La sezione dei Contributi ospita poi una nota di Vittorio Coda su “Peter Drucker e il pensiero manageriale moderno” in cui, a partire da The practice of management  (1954), vengono ripresi e riproposti i capisaldi del pensiero del grande Autore americano in tema di impresa e di management. Per Drucker l’impresa ha una missione legata alla risposta alle attese del cliente (visto come centro di gravità del purpose), che ne fa il motore dello sviluppo economico e ne sconta una continua azione innovativa. Il management è una funzione basata su principi e buone pratiche, su strumenti e tecniche per governare sistemi (imprese ma non solo imprese) intrinsecamente complessi, e la bussola che deve guidarne le scelte è il bene dell’impresa.

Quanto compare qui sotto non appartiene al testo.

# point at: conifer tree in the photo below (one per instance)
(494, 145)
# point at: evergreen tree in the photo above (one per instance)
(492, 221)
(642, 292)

Come sempre nel caso dei “Classici” il tempo non appanna, e se mai anzi mutatis mutandis rafforza, il valore di queste indicazioni e chiavi di lettura.

 

Per la sezione dell’Ospite Nicoletta Buratti ha intervistato Gabriele Galateri di Genola, Presidente del Comitato Esecutivo dell’Istituto Italiano di Tecnologia. L’IIT compie venti anni di vita. Nell’intervista vengono ripercorse le tappe che hanno portato l’Istituto a diventare un centro di ricerca di primaria importanza a livello sia nazionale che internazionale, che sviluppa tecnologia e promuove il trasferimento tecnologico con un’intensa attività di lanci di Start up. Se ne descrivono le aree di attività ed il modello di governance. Se ne mettono a fuoco la missione, la filosofia e la cultura. Si sottolineano i punti di forza ed i fattori di successo dell’Istituto.

 

Nella sezione Recensioni e Riflessioni Pier Maria Ferrando presenta due libri che, approfondendone aspetti differenziati ma complementari, parlano di Bigh Tech (le grandi imprese del capitalismo digitale) discutendone gli impatti sull’economia, la società, la democrazia. Si tratta di Profeti, oligarchi e spie (Feltrinelli, 2023) di Franco Bernabè e Massimo Gaggi e de Il paradosso del profitto, come un ristretto gruppo di aziende minaccia il futuro del lavoro (FrancoAngeli, 2022) di Jan Eeckhout. I problemi affrontati non sono pochi e non sono da poco. Come è stato possibile che le idee libertarie della Silycon Valley degli anni ‘80 abbiano partorito imprese gigantesche, espressione di un capitalismo dominante e predatorio? Quali sono e come si manifestano le loro capacità di condizionamento delle scelte e dei comportamenti individuali e collettivi? Per contrastarle e riportarle sotto controllo è sufficiente ripensare le attività di tutela della concorrenza o non si pone anche il problema di un ruolo proattivo da parte pubblica sui temi dell’innovazione e della tecnologia?

 

Nella Sezione Segnalazioni e Aggiornamenti Francesca Serravalle (“Marketing and Retail”) indica ai lettori quattro paper focalizzati sui cambiamenti in tema di retailing emergenti nell’attuale scenario e Pier Maria Ferrando (“Verso una nuova impresa”) richiama due libri che raccontano esperienze imprenditoriali e manageriali legate a prospettive di cambiamento rispetto al modello dell’impresa shareholder only.

 

[1] Si veda ad esempio l’articolo di Giulia Ferrari, Valeria Ferraro, Paola Profeta e Chiara Pronzato, “Do Board Gender Quotas Matter? Selection, Performance, and Stock Market Effects”, pubblicato su Management Science, Volume 68, Issue 8, Pages 5618 – 5643, August 2022.